How things have changed. These days almost everyone in an office job is compelled to participate in annual performance planning cycles, and while it can be regarded as time-wasting corporate arse-clownery, few now feel that the process calls their expertise into question. There are also a lot of executives whose mentors attend to personal as well as professional matters. It’s possible, and acceptable, to set very structured objectives for pretty much anything in your life.
I bring this up because I think the blog has been somewhat adrift over the past week or so, and my problem has to do with planning.
The more attentive among you may have noticed my posting pace has dropped. I started out with the goal of posting to the blog every second day or so. That went fairly well for as long as I could find things I wanted to write about. Then it started getting harder to begin, and when I did begin it took me longer to draft, and I thought the quality was getting variable. At about that point I became guilty about spending the evening in front of the computer instead of with the family. Who’s in charge here, anyway? Who says I have to write a post every second day? So the last week or two has been light on posting while I worked through all of that.
This morning I got up early to take my youngest minion to school. His class was going on an all-day bus excursion to Queenscliff, and they needed to leave at 7.30. The bus arrived with the destination displayed as follows:
Talk about a bolt from the blue! I couldn't invent a better metaphor for what was preoccupying me!
|Really, truly, not photo-shopped!|
I realised my problem was that I’d forgotten where I was going - indeed, why I was blogging. My goal had become meeting a deadline instead of a producing a good read. That might be acceptable if writing is your job but, when you're writing in your own time, that makes no sense.

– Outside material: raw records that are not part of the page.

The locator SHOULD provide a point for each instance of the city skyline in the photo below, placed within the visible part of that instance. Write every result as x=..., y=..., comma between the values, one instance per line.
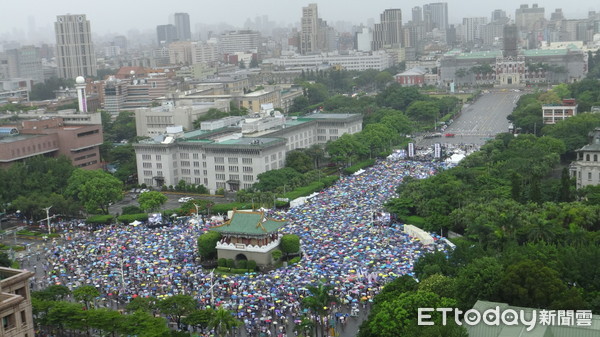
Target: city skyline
x=114, y=17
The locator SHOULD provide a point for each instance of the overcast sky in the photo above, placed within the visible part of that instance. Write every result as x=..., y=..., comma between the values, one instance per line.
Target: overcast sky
x=119, y=16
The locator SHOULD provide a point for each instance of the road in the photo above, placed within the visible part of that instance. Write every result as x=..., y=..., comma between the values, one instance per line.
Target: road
x=479, y=121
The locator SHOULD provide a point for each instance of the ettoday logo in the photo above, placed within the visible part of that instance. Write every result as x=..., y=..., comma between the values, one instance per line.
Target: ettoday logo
x=496, y=316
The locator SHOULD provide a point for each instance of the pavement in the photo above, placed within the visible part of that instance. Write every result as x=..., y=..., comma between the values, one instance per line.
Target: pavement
x=479, y=121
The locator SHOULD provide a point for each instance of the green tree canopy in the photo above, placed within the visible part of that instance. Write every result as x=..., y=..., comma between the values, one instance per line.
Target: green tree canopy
x=95, y=189
x=151, y=201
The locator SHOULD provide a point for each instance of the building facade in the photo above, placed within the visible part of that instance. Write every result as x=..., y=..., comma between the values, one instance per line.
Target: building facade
x=586, y=168
x=222, y=158
x=15, y=303
x=74, y=48
x=51, y=137
x=554, y=113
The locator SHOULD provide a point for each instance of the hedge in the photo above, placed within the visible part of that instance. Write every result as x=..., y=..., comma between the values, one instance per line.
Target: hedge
x=100, y=219
x=128, y=218
x=358, y=166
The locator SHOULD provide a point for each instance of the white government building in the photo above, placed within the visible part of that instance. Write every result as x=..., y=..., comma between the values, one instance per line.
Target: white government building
x=229, y=156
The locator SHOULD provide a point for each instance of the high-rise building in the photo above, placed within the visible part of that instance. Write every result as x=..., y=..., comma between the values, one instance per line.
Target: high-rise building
x=239, y=41
x=74, y=48
x=25, y=62
x=309, y=33
x=499, y=15
x=388, y=33
x=166, y=34
x=472, y=28
x=417, y=15
x=435, y=15
x=182, y=25
x=529, y=19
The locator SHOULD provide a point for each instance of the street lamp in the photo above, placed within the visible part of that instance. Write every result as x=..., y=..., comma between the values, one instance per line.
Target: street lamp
x=47, y=209
x=197, y=215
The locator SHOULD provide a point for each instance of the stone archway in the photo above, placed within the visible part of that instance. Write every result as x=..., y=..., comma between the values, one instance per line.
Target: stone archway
x=241, y=257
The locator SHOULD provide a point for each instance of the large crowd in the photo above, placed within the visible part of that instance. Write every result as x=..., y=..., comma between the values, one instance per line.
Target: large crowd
x=341, y=244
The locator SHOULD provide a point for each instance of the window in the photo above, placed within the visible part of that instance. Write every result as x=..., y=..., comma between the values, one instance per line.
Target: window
x=8, y=322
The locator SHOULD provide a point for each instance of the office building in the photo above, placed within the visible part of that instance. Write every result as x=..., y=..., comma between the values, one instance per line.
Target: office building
x=74, y=48
x=15, y=303
x=528, y=19
x=435, y=15
x=26, y=63
x=52, y=137
x=166, y=34
x=182, y=26
x=239, y=41
x=554, y=113
x=222, y=158
x=309, y=33
x=472, y=29
x=388, y=33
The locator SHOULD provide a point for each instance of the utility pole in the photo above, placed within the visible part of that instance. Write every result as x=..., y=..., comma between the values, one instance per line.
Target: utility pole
x=47, y=209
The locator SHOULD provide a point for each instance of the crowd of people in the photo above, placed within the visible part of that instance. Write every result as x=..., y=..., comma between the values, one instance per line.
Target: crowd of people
x=341, y=245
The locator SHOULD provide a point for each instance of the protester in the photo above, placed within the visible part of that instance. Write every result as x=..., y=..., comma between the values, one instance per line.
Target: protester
x=341, y=246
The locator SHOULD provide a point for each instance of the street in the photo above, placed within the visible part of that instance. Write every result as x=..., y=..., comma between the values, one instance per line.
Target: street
x=480, y=120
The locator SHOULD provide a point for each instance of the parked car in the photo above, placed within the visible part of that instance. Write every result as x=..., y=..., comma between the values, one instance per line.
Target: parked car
x=185, y=199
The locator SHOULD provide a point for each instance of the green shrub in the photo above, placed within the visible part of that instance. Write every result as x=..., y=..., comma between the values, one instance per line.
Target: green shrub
x=128, y=218
x=131, y=210
x=242, y=264
x=230, y=263
x=100, y=219
x=358, y=166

Incidentally, I had planned to be a journalist, a writing profession dominated by deadlines. Straight after high school I began a journalism cadetship at the old Melbourne Sun-News Pictorial (yes, I’ve worked for Rupert Murdoch!). I gave that up to go to university, with vague thoughts that I could go back to the papers later. Clearly, I never did. Life took over: different jobs, many months spent in dark theatres rehearsing and performing, and somewhere, amongst all that, a marriage and a family. Life truly is what happens to you while you’re busy making other plans, as John Lennon observed.
While it wouldn’t be fair to say I stopped writing, it would be fair to say that I stopped writing for myself. At university I learned to write academically. In government I learned to write precisely and bureaucratically. All useful skills, but apart from the odd burst of pastiche lyric-writing for humorous purposes, nothing much to feed the soul.

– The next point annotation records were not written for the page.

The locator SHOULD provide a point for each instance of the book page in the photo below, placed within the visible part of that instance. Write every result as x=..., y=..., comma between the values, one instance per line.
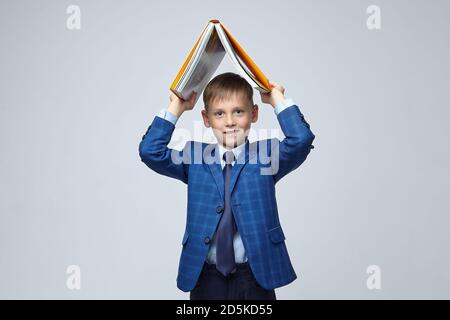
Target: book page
x=237, y=62
x=203, y=67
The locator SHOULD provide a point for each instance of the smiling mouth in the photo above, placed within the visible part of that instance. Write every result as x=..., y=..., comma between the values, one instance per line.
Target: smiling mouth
x=231, y=132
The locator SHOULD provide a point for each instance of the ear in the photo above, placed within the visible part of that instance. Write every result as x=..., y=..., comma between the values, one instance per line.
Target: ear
x=255, y=110
x=205, y=118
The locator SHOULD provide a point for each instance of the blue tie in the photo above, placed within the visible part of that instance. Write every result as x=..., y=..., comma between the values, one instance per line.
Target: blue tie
x=225, y=231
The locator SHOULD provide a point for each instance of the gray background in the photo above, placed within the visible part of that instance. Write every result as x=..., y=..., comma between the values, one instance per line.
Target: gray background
x=75, y=104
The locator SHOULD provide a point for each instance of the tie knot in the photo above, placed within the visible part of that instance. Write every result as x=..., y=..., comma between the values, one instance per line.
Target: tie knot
x=228, y=157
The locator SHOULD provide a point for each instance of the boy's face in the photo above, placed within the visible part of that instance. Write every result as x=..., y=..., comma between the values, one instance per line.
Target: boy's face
x=230, y=120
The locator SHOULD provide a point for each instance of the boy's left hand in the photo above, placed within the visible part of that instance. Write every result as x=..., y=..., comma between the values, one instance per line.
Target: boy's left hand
x=275, y=96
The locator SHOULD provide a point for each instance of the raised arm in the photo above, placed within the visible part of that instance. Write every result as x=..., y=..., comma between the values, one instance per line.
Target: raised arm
x=153, y=148
x=293, y=150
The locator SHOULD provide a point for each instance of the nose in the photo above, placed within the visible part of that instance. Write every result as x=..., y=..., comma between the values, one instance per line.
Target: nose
x=230, y=121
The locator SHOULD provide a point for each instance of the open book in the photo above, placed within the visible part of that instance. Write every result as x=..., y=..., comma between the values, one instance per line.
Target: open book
x=205, y=57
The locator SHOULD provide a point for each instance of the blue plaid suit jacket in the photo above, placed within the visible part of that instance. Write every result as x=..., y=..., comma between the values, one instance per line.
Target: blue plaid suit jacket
x=252, y=194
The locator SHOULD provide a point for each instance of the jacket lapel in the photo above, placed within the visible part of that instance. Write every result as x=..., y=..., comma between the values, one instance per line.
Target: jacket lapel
x=213, y=163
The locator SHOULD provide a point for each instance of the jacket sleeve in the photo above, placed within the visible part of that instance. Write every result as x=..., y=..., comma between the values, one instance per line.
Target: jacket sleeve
x=292, y=151
x=157, y=156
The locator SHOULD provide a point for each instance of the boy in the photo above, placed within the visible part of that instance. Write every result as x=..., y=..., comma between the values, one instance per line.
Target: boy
x=233, y=245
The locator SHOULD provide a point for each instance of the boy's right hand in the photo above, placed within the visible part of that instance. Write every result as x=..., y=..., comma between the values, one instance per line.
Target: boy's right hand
x=177, y=106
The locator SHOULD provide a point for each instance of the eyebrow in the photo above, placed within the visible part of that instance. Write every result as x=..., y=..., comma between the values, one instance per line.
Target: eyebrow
x=234, y=108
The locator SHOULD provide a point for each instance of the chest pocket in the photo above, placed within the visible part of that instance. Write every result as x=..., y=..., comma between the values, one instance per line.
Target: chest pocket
x=276, y=235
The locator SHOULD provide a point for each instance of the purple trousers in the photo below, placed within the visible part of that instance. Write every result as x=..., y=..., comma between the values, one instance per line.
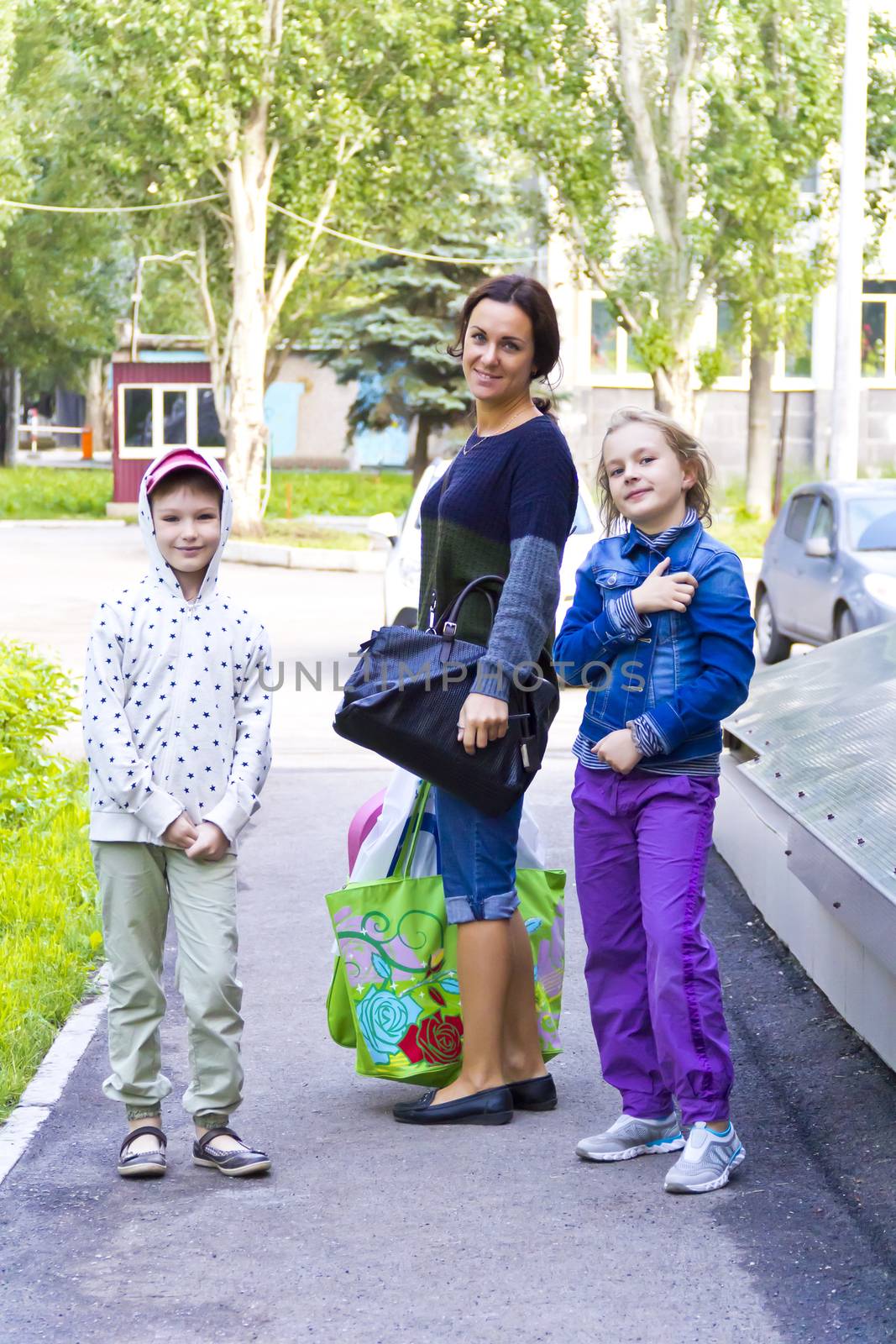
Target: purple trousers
x=641, y=846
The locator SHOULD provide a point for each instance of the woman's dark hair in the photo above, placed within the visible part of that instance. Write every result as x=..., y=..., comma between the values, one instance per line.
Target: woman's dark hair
x=537, y=306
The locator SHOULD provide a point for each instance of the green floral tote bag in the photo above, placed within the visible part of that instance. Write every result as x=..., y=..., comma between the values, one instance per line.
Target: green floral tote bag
x=396, y=996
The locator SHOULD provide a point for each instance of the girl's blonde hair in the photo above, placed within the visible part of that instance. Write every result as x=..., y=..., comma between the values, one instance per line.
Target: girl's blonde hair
x=687, y=448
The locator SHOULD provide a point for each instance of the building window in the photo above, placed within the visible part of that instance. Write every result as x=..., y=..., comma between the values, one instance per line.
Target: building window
x=873, y=339
x=633, y=360
x=728, y=340
x=604, y=339
x=799, y=363
x=157, y=417
x=139, y=420
x=175, y=418
x=207, y=428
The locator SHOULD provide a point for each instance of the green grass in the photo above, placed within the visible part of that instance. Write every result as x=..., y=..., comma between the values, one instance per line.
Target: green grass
x=46, y=492
x=53, y=492
x=281, y=531
x=739, y=528
x=340, y=492
x=50, y=937
x=49, y=922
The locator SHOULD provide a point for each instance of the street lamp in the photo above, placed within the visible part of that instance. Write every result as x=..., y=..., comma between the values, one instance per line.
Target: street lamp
x=846, y=418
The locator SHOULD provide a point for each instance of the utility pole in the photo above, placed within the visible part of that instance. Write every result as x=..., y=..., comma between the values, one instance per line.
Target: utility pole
x=846, y=418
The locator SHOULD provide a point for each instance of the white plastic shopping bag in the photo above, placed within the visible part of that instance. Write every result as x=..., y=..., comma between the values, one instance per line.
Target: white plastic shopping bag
x=378, y=853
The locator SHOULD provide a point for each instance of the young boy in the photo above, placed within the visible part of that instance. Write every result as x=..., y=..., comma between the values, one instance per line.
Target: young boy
x=177, y=736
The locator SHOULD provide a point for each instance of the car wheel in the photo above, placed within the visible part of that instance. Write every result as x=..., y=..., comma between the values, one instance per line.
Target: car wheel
x=773, y=645
x=844, y=624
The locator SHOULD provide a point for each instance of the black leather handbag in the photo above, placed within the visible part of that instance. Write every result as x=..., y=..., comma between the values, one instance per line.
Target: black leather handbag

But the writing niggle never went away. It would surface every so often to point out that I still hadn’t written that book, or whatever it was I thought I would eventually do. So, about a year and a half ago, I resolved to begin writing again. I would work through a series of writing projects with the objective of producing a manuscript of substance. Though I was unclear on what exactly that would be, I had a plan and a goal. I was inspired by a number of people around me who were getting their writing published, including Mrs G. This plan of mine would stretch my atrophied writing muscles, remind me how to use my vocabulary, and help me to find a voice and an audience. Then life intervened again, ending up with the family relocating to Victoria, and those ideas were derailed for a while longer.
Earlier this year I decided that if I kept letting life get in the way it would never happen. So I began the blog as a means to kick off the plan.
And here I am, only a few months later, having to remind myself why I’m doing this! Formalised goal-setting is called for.
The fact that goal-setting is so prevalent these days is a boon. There are a lot of resources available to get one focused and effective in quite a short amount of time. The one ingredient those resources can’t give you, though, is motivation. Thankfully, by realising the problem, I can also identify the motivation to get back on track.
Why am I writing? Because I love it. I love turning out new phrases like I love turning a freshly baked banana bread out of its tin. I love forming a pleasing article, finding an unexpected yet genuine path through a topic to a satisfying end. It's the best motivation ever.
It’ll take me a while longer to pinpoint that major project, but now I have a better map.